Alex had nodded then. Now, as the deck officer signaled to his plane captain, he felt his heartbeat sync with the engine’s rhythm.

“Lieutenant Vraciu,” his wingman, Ensign Lou Little, had said on the ready room bench, thumping his shoulder. “Let’s go hunting.”

Now Lou sat in the Hellcat off his right wingtip, canopy still slightly open, giving Alex a quick thumbs-up.

The deck officer’s arm swung down. Alex pushed the throttle forward.

The Double Wasp roared, the cockpit vibrating. The Hellcat surged down the deck, tail lifting, the gray shape of the carrier’s bow rushing toward him. For a brief, queasy instant, it seemed impossibly short.

Then the ocean dropped away and the aircraft was flying.

He tucked gear up, the wheels clunking into the wells, and fell in behind the lead pair of Hellcats.

The formation formed quickly, twelve blue-gray fighters settling into a shallow climb away from Intrepid, whose deck was already launching the next division.

Behind them, the carrier slide away into the haze. Ahead, only ocean and the vague smudge where sky met water.

They stayed low at first.

Sea-skimming at a couple hundred feet, the Hellcats cut small furrows in the air, shadows flicking over the swells. The idea was simple: Japanese radar, limited and patchwork as it was, looked out at certain angles, certain altitudes. Stay below that invisible curtain, and you were just another ghost in the clutter.

The early morning light painted the tops of the waves silver. Alex’s world shrank to the position of the other Hellcats, the needle on his altimeter, the steady hum of his engine.

The radio crackled occasionally with callsigns and course corrections.
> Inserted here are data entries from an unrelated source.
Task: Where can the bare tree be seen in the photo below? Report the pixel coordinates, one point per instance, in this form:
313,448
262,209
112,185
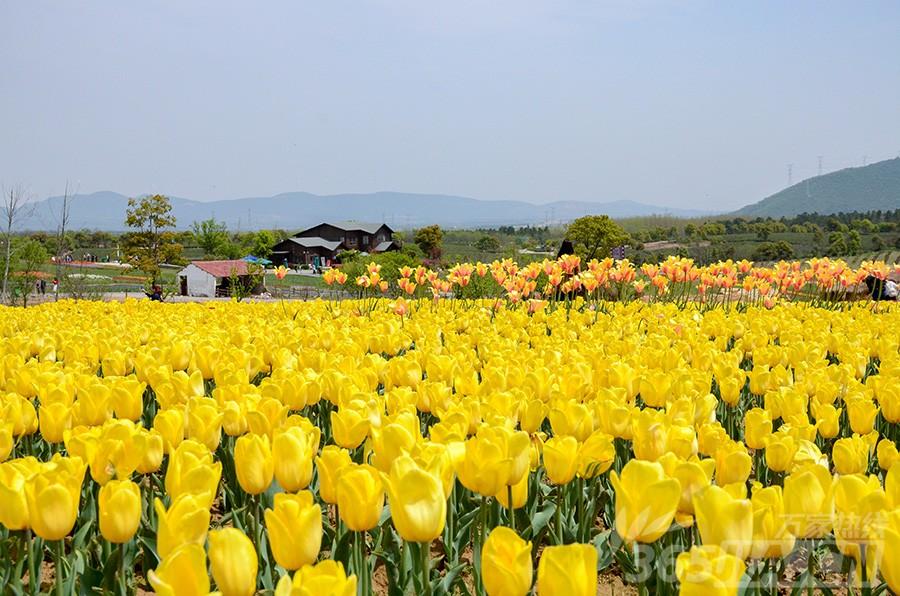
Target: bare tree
62,224
14,207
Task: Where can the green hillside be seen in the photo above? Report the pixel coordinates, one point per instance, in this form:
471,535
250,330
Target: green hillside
869,188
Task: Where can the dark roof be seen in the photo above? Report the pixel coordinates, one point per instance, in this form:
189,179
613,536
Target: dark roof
222,268
369,228
315,242
386,245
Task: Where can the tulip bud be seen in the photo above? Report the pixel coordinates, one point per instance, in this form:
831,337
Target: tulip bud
233,562
183,571
569,570
120,510
293,452
330,464
506,564
360,497
295,529
253,463
417,500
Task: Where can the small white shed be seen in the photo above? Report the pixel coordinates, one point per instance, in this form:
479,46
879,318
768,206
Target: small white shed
201,278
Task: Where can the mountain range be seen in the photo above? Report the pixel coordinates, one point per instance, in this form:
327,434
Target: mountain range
868,188
295,210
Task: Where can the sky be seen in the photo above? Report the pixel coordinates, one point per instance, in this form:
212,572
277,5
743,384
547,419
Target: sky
677,103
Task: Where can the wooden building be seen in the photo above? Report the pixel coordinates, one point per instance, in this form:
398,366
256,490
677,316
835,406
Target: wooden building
321,244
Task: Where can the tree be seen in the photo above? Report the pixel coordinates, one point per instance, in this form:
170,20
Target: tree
595,236
429,240
27,261
263,241
854,242
210,236
773,251
14,207
152,242
836,244
487,244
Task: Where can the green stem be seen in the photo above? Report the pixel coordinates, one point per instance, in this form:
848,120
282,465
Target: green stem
426,580
123,577
34,581
559,502
512,512
58,562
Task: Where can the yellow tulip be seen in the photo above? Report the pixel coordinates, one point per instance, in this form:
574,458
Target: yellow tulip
295,529
390,442
571,418
170,424
192,471
733,464
693,476
561,459
780,451
569,570
850,455
13,505
360,497
887,454
293,451
828,420
708,571
417,501
233,562
181,573
809,501
204,423
485,469
349,427
757,428
185,522
888,561
6,440
330,464
862,412
120,510
519,494
53,497
596,455
151,447
532,415
253,463
771,538
506,568
326,578
646,501
55,419
859,504
714,504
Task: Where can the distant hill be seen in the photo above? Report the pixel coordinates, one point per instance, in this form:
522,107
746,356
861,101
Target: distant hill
868,188
106,211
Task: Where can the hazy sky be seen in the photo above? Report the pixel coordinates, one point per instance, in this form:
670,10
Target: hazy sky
688,103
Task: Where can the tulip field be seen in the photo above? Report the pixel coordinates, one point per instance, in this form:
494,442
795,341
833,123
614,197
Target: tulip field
659,440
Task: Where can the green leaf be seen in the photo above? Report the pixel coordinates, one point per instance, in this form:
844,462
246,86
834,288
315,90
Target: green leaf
542,518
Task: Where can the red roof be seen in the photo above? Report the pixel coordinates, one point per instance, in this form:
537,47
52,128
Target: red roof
222,268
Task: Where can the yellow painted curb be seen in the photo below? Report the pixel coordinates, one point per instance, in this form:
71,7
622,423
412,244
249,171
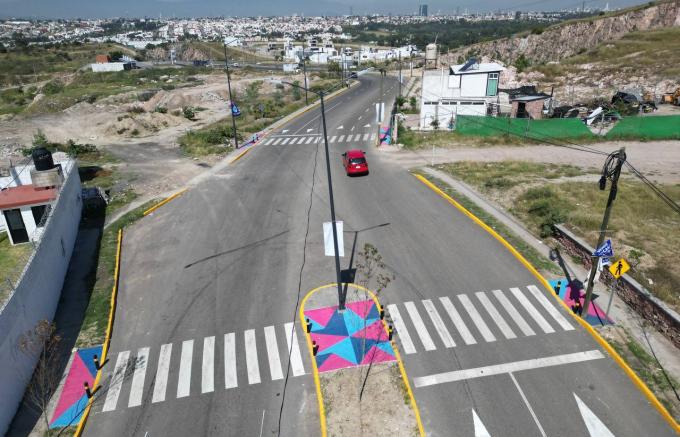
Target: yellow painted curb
402,369
107,340
163,202
600,340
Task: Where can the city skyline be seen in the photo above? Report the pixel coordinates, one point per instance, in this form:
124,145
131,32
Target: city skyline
213,8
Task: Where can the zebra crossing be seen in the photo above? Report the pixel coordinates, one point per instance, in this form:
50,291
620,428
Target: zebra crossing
476,317
174,368
284,140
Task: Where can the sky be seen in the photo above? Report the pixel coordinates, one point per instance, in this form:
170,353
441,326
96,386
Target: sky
195,8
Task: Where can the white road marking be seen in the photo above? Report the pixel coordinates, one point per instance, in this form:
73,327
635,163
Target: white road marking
161,381
184,381
593,423
273,353
457,321
495,315
498,369
533,312
137,387
208,370
476,318
251,357
116,381
438,323
230,378
514,314
480,429
550,308
421,330
404,336
294,348
526,402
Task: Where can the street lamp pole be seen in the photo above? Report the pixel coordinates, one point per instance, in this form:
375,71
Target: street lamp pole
341,296
231,101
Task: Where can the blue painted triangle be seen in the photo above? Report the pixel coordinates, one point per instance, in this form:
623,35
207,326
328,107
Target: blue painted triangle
343,349
71,415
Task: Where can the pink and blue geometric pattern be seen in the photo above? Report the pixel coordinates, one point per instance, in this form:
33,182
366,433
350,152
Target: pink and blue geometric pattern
72,399
354,338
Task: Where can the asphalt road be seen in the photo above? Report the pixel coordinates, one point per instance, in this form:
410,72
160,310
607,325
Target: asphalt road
218,272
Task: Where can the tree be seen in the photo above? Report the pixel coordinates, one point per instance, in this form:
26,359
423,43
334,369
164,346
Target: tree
42,341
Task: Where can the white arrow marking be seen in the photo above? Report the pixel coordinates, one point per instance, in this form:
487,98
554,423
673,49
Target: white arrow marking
595,426
480,429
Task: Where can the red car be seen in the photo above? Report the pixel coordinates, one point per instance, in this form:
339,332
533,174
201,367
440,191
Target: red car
355,162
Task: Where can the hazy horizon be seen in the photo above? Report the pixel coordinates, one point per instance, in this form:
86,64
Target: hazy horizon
217,8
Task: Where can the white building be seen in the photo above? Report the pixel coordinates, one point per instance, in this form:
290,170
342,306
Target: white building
467,89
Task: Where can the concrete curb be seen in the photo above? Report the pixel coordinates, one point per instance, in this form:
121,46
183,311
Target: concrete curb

There was surprisingly little chatter. Pilots talked when they were bored or terrified. Right now, everyone was still in the gray space between the two.

Ninety miles. That was the distance from the carrier to the atoll. They’d eat it up in minutes.

As the smudge of Truk began to firm up into islands and reef shapes ahead, the lead Hellcat’s wing wagged.

Time to climb.

The formation eased its nose upward. Altitude bled onto the altimeter: 5,000 feet. 8,000. 13,000.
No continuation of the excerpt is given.